Causal Structure Learning in Hawkes Processes with Complex Latent Confounder Networks

Imagine you are a detective trying to solve a mystery in a bustling city. The city is full of events: people shouting, cars honking, lights flashing, and phones ringing. In the world of data science, these are called events, and the system that models how one event triggers another is called a Hawkes Process.

Most existing detective tools assume that if you see two things happening together, you can figure out which one caused the other. For example, if you see a siren (Event A) and then a car crash (Event B), you might guess the siren caused the crash.

But here's the problem: In the real world, you can't see everything. There are hidden players. Maybe a drunk driver (a latent subprocess) was weaving through traffic, causing the siren to go off and causing the crash. If you only look at the siren and the crash, you might wrongly conclude the siren caused the crash. The drunk driver is the "hidden confounder" messing up your investigation.

This paper presents a new, super-smart detective method that can find these hidden players and figure out the real story, even when they are invisible.

The Big Idea: Turning a Movie into a Flipbook

The authors realized that looking at a continuous stream of events (like a smooth movie) is hard when things are hidden. So, they proposed a clever trick: turn the movie into a flipbook.
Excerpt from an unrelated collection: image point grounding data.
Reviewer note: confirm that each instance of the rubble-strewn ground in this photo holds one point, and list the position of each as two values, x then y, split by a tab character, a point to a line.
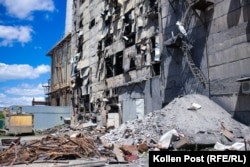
198	122
201	125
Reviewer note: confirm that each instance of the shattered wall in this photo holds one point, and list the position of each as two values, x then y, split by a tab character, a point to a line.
59	87
132	53
228	54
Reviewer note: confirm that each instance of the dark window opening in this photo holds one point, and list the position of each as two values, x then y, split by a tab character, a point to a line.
80	43
107	93
152	52
108	41
156	69
154	5
109	67
81	23
130	41
108	20
85	102
119	63
81	2
57	101
132	65
92	24
115	92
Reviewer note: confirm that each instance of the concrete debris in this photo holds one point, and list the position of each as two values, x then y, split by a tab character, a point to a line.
205	126
167	138
194	106
173	127
236	146
47	149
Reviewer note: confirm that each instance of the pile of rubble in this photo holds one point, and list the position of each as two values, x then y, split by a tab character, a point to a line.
193	121
47	149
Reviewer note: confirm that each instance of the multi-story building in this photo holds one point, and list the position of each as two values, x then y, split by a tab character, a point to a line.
131	57
59	92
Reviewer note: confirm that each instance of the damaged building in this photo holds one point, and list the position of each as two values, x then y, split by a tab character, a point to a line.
131	57
59	93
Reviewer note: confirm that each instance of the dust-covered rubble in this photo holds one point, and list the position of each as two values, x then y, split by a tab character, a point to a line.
204	125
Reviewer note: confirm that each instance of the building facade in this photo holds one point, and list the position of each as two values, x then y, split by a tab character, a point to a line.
131	57
59	92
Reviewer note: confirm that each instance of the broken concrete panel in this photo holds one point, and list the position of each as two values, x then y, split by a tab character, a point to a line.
110	82
132	75
238	68
128	5
96	87
129	149
113	120
118	46
82	64
119	80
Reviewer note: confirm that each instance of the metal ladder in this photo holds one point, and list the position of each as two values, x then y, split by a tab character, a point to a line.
194	69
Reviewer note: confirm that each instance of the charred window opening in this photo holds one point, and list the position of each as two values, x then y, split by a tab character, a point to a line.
81	23
115	92
118	63
85	102
108	20
107	93
81	2
132	65
109	67
130	40
156	69
109	40
152	52
154	5
99	46
80	43
92	24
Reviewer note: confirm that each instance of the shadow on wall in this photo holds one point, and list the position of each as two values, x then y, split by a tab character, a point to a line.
178	78
233	16
236	8
242	108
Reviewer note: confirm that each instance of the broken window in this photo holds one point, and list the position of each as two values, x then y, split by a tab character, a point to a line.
132	65
81	23
80	43
109	67
108	40
81	2
129	40
156	69
118	63
92	24
129	29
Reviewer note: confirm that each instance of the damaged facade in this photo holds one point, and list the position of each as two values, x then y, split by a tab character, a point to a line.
131	57
59	93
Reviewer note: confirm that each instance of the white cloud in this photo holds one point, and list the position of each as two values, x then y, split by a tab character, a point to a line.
21	71
26	90
22	101
21	95
11	34
23	9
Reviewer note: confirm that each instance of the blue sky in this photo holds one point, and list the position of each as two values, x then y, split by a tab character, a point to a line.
29	29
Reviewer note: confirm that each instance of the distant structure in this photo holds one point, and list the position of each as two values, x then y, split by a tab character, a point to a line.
129	58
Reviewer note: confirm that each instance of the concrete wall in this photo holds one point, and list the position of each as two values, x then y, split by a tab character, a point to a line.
219	35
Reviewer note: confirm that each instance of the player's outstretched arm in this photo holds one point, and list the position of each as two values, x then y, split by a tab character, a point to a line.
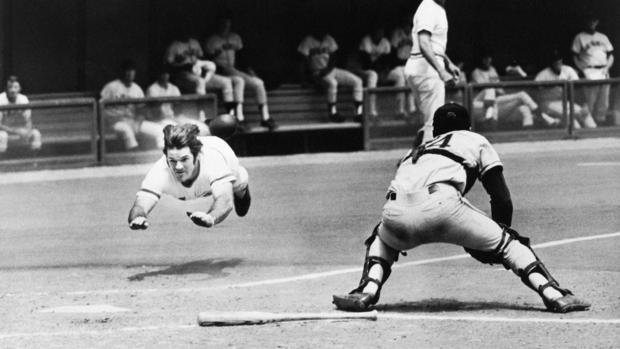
141	207
222	206
501	204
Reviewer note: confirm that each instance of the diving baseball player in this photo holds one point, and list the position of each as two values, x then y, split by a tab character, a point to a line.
425	204
429	69
194	167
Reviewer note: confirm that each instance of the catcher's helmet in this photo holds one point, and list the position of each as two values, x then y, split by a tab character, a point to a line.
450	117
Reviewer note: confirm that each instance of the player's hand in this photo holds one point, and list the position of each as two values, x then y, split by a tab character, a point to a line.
139	223
202	219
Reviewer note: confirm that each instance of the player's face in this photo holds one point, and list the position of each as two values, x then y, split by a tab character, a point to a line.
182	164
12	89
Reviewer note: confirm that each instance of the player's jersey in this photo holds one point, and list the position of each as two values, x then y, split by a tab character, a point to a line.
224	49
318	52
156	90
483	76
218	163
457	158
555	92
14	118
375	50
401	42
430	17
592	49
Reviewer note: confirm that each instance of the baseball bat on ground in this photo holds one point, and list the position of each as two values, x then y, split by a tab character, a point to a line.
234	318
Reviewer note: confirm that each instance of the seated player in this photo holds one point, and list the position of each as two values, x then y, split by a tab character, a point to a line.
425	204
493	106
126	120
17	122
224	46
318	62
194	167
551	97
164	113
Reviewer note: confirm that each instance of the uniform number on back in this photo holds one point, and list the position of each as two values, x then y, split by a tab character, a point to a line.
440	142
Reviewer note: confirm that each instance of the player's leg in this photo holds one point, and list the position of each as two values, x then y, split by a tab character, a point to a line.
241	193
377	268
258	85
4	141
601	104
331	86
490	243
153	131
345	77
125	131
204	129
35	140
371	78
238	85
224	84
397	77
583	114
432	94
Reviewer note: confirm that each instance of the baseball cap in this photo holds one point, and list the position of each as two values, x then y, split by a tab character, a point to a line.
450	117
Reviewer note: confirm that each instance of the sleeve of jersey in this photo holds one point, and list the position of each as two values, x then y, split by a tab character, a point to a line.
426	21
218	169
154	182
488	157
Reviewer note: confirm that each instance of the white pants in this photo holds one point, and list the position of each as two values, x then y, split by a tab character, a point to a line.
416	218
33	140
429	92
They chop time into tiny, tiny slices (like frames in a flipbook). Instead of watching the smooth flow of time, they look at the "count" of events in each slice.

The Magic: They proved that if you make these slices small enough, the complex, continuous math of the Hawkes process turns into a simple, linear math problem (like a standard algebra equation).
Why it helps: Once it's a simple algebra problem, they can use a specific type of "math magnifying glass" called Rank Tests to see patterns that are invisible to other methods.

The "Rank Test" Magnifying Glass

Imagine you are looking at a group of people in a room.

Scenario A: Everyone is acting independently. The "math rank" of their behavior is high (lots of unique patterns).
Scenario B: Everyone is secretly following a hidden leader. Even though you can't see the leader, the followers' movements are perfectly synchronized. This synchronization creates a "low rank" pattern in the math.

The authors' method looks for these low-rank patterns. If the math shows that two observed events (like the siren and the crash) are "too synchronized" to be explained by each other directly, the method screams: "There must be a hidden third party causing both!"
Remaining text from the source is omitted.